RE: [CR]Campagnolo NR chainring info required - corrosion

(Example: Component Manufacturers:Campagnolo)

From: Donald Gillies <gillies@cs.ubc.ca>
Date: Fri, 26 May 2006 16:07:54 -0700 (PDT)
To: classicrendezvous@bikelist.org
Subject: RE: [CR]Campagnolo NR chainring info required - corrosion

A "Patent" chainring is pre-1976, I believe.

I have a 1974 Raleigh International (1973 date-matched grouppo) which spent most of its life in a garage in Santa Cruz. The bike was hardly used - with original tape and one original tire (RALEIGH NYLON EXTRA.)

Every square inch of this bike was covered with rust. There were 1x1mm rust pimples on each square inch of the framset - coming through the unscratched paint. Both chainwheels had extensive damage from the saltwater air. The damage was :

- tiny 1x1mm bubble that rise off the face of the chainwheel. The bigger ones would "travel" kind of like spider veins on a leg.

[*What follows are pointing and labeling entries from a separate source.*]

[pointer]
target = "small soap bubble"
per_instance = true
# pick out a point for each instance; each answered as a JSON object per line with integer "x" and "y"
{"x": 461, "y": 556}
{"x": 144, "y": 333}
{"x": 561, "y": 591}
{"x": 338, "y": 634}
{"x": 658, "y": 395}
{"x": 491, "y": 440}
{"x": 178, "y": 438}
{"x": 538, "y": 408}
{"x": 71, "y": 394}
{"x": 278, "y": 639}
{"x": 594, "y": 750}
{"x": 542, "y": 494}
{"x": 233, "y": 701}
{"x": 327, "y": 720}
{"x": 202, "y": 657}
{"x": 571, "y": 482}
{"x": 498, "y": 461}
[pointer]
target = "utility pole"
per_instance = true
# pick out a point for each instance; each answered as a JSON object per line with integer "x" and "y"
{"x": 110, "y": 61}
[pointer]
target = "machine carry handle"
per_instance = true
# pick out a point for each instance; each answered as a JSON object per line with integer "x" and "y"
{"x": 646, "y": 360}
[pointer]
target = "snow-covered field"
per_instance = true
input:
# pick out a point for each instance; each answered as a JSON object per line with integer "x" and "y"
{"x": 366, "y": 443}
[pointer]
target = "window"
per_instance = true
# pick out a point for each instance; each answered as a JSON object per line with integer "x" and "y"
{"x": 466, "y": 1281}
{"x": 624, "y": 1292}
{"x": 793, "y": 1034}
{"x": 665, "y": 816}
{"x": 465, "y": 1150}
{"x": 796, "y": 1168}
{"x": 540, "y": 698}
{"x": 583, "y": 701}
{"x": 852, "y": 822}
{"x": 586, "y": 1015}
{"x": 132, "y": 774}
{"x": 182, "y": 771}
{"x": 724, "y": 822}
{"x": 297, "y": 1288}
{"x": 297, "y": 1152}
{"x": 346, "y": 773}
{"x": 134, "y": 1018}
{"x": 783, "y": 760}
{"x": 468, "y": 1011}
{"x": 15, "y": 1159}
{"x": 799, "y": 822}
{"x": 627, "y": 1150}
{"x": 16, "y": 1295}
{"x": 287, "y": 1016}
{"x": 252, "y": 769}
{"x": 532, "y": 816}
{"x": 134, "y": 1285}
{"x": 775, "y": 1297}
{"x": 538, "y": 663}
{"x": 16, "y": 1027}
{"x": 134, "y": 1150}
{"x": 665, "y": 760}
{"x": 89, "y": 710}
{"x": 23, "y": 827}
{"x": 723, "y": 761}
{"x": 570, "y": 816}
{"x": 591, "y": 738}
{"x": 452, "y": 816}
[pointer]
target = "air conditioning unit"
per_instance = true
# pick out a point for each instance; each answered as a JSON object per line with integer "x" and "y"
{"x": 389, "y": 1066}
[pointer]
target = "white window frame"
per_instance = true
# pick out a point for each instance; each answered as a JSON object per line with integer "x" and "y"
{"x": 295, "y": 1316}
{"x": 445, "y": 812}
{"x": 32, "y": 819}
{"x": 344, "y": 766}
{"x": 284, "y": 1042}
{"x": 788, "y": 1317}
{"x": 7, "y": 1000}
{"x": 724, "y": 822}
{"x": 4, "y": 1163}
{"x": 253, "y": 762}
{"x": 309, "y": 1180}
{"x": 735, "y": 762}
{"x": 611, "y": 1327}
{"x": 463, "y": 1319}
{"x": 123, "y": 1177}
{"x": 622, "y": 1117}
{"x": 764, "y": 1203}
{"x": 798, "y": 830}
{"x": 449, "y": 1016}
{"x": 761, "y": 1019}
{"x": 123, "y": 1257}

- on the inside edge of the chainwheel, the rifling in the anodization layer allowed the saltwater corrosion literally to begin to splitting the chainwheel apart, by lifting up the aluminum (up to 5 mm in from the inside of the chainwheel ) in a line going straight towards the outside of the chainwheel.

Other aluminum parts (derailleur, weinmann brakes, etc.) were not affected. The unpolished parts (seatpost, hubs, pedal barrels) were not too badly pitted.

My theory is that there was probably something about campy's nickel / anodization finish that causes the chainwheel to be susceptable to saltwater air.